An idea struck him, and he walked under the tree. Standing foursquare he looked up; then threw his arms wide and shouted, “Hey!”
The tree exploded with birds! Flapping black wings, cawing wildly, crows burst away to every point of the compass, loose-winged, straggle-feathered, leaving black images of their powerful downstrokes against the delicate tracery of bare gray branches. Cawing, they regrouped in a swirl above the tree, then flew off to the west, a dancing irregular cloud of winged black dots. Oscar stood dazed, face to the sky, mouth hanging open.
7
Last week a nightmare. Landed at Dulles and arrested in Immigration. On a list, accused of violating the Hayes-Green Act. Swiss gov’t must have told them I was coming, flight number and everything. What do you mean? I shouted at officious official. I’m an American citizen! I haven’t broken any laws! Such a release to be able to speak my mind in my native tongue—everything pent up from the past weeks spilled out in a rush, I was really furious and shouting at him, and it felt so good but it was a mistake as he took a dislike to me.
Against the law to advocate overthrowing US gov’t.
What do you mean! I’ve never done anything of the kind!
Membership in California Lawyers for the Environment, right? Worked for American Socialist Legal Action Group, right?
So what? We never advocated anything but change!
Smirk of scorn, hatred. He knew he had me.
Got a lawyer but before he arrived they put me through physical and took blood sample. Told to stay in county. Next day told I tested positive for HIV virus. I’m sure this is a lie, Swiss test Ausländer every four months and no problem there, but told to remain county till follow-up tests analyzed. Possessions being held. Quarantine possible if results stay positive.
My lawyer says law is currently being challenged. Meanwhile I’m in a motel near his place. Called Pam and she suggested sending Liddy on to folks in OC so can deal better with things here. Put Liddy on plane this morning, poor girl crying for Pam, me too. Now two days to wait for test results.
Got to work. Got to. At local library, on an old manual typewriter. The book mocks: how can you, little worm crushed in gears, possibly aspire to me? Got to continue nevertheless. In a way it’s all I have left.
The problem of an adequate history bothers me still. I mean not my personal troubles, but the depression, the wars, the AIDS plague. (Fear.) Every day everything a little worse. Twelve years past the millenium, maybe the apocalyptics were just a bit early in their predictions, too tied to numbers.
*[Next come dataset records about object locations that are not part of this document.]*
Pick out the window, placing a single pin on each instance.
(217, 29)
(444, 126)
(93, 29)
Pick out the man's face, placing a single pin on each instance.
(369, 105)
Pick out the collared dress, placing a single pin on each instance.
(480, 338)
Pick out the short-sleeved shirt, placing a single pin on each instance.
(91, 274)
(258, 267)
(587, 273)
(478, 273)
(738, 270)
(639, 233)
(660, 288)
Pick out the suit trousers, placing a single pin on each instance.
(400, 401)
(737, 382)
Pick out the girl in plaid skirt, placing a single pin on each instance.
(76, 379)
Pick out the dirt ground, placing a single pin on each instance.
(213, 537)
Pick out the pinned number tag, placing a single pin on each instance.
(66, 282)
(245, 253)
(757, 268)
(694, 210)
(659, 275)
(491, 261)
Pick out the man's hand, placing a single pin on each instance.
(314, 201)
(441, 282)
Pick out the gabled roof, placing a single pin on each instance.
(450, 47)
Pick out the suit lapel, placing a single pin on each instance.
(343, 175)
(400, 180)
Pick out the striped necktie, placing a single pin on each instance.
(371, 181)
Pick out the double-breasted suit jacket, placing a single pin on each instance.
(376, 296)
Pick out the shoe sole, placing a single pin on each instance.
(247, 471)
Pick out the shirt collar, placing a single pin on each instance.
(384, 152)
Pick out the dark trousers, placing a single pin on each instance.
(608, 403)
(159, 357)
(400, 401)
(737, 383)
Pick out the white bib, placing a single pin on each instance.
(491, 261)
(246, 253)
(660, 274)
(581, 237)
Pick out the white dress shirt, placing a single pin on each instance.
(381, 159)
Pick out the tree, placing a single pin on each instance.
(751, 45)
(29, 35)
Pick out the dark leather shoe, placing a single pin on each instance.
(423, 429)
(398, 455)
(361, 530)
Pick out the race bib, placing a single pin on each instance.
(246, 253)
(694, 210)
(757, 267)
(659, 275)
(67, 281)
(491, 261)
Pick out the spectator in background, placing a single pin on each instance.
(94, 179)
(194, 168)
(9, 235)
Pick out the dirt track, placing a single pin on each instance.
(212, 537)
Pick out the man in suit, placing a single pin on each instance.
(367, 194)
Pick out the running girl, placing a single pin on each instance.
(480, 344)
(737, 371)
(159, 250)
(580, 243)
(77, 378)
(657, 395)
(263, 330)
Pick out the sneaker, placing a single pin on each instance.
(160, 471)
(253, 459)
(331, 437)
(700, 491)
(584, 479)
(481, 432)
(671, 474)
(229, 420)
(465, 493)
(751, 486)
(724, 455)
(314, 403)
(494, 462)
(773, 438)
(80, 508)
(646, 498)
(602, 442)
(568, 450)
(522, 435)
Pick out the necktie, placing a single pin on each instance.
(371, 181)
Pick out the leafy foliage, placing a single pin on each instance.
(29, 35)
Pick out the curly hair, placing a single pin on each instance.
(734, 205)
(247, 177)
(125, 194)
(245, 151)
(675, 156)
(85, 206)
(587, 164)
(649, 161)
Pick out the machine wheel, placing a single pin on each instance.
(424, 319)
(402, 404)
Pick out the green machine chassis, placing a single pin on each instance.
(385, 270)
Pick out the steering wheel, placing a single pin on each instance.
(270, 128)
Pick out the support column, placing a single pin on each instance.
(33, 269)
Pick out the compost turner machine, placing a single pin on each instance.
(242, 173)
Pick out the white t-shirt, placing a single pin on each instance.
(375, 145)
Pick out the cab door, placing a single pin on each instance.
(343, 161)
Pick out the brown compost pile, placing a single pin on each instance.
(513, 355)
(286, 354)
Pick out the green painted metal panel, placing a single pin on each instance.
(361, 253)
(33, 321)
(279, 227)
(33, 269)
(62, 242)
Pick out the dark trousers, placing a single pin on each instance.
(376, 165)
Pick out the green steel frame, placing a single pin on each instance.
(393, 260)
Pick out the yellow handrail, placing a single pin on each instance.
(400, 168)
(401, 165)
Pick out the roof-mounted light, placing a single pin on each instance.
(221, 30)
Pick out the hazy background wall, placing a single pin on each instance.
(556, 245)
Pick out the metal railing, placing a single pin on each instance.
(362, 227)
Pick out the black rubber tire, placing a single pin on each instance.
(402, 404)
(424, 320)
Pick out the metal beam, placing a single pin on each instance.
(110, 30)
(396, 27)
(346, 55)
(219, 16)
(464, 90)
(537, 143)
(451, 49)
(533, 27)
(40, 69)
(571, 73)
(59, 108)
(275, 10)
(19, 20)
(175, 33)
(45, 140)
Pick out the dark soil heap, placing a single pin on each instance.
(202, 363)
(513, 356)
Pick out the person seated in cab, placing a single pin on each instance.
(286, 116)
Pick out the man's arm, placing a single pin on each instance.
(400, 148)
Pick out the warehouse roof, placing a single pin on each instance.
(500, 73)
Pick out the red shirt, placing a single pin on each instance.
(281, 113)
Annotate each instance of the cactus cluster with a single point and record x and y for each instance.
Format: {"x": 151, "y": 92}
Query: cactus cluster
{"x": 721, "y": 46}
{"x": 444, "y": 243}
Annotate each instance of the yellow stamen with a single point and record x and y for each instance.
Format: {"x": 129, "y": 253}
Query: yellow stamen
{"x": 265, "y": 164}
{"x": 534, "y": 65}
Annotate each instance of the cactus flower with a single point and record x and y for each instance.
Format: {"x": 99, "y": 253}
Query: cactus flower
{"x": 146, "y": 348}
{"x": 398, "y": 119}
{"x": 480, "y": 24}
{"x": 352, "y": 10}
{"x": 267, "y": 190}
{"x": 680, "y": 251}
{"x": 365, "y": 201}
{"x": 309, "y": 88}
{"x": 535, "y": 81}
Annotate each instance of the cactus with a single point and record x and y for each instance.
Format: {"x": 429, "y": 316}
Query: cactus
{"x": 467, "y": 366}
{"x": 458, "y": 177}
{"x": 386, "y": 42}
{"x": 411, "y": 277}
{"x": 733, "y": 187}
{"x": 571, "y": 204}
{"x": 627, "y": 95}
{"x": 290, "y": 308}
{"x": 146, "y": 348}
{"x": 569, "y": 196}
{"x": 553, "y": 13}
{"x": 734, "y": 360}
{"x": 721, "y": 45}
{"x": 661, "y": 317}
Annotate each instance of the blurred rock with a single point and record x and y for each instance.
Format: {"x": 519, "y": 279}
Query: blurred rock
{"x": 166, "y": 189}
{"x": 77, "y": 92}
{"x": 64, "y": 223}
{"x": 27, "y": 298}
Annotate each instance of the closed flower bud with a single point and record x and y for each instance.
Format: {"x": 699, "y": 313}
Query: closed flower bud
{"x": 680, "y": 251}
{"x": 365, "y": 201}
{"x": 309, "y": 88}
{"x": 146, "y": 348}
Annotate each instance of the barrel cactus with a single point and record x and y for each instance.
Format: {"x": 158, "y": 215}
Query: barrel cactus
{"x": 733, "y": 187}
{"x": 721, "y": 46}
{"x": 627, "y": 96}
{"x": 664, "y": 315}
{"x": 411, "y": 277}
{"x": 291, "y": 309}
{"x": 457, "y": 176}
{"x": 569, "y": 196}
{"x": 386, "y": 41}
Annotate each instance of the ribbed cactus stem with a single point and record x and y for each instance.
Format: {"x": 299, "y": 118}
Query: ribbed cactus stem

Maybe it just takes a while for the world to end.
Sometimes I read what I’ve written sick with anger, for them it’s all so easy. Oh to really be that narrator, to sit back and write with cool ironic detachment about individual characters and their little lives because those lives really mattered! Utopia is when our lives matter. I see him writing on a hilltop in an Orange County covered with trees, at a table under an olive tree, looking over a garden plain and the distant Pacific shining with sunlight, or on Mars, why not, chronicling how his new world was born out of the healthy fertility of the old earth mother, while I’m stuck here in 2012 with my wife an ocean to the east and my daughter a continent to the west, “enjoined not to leave the county” (the sheriff) and none of our lives matter a damn.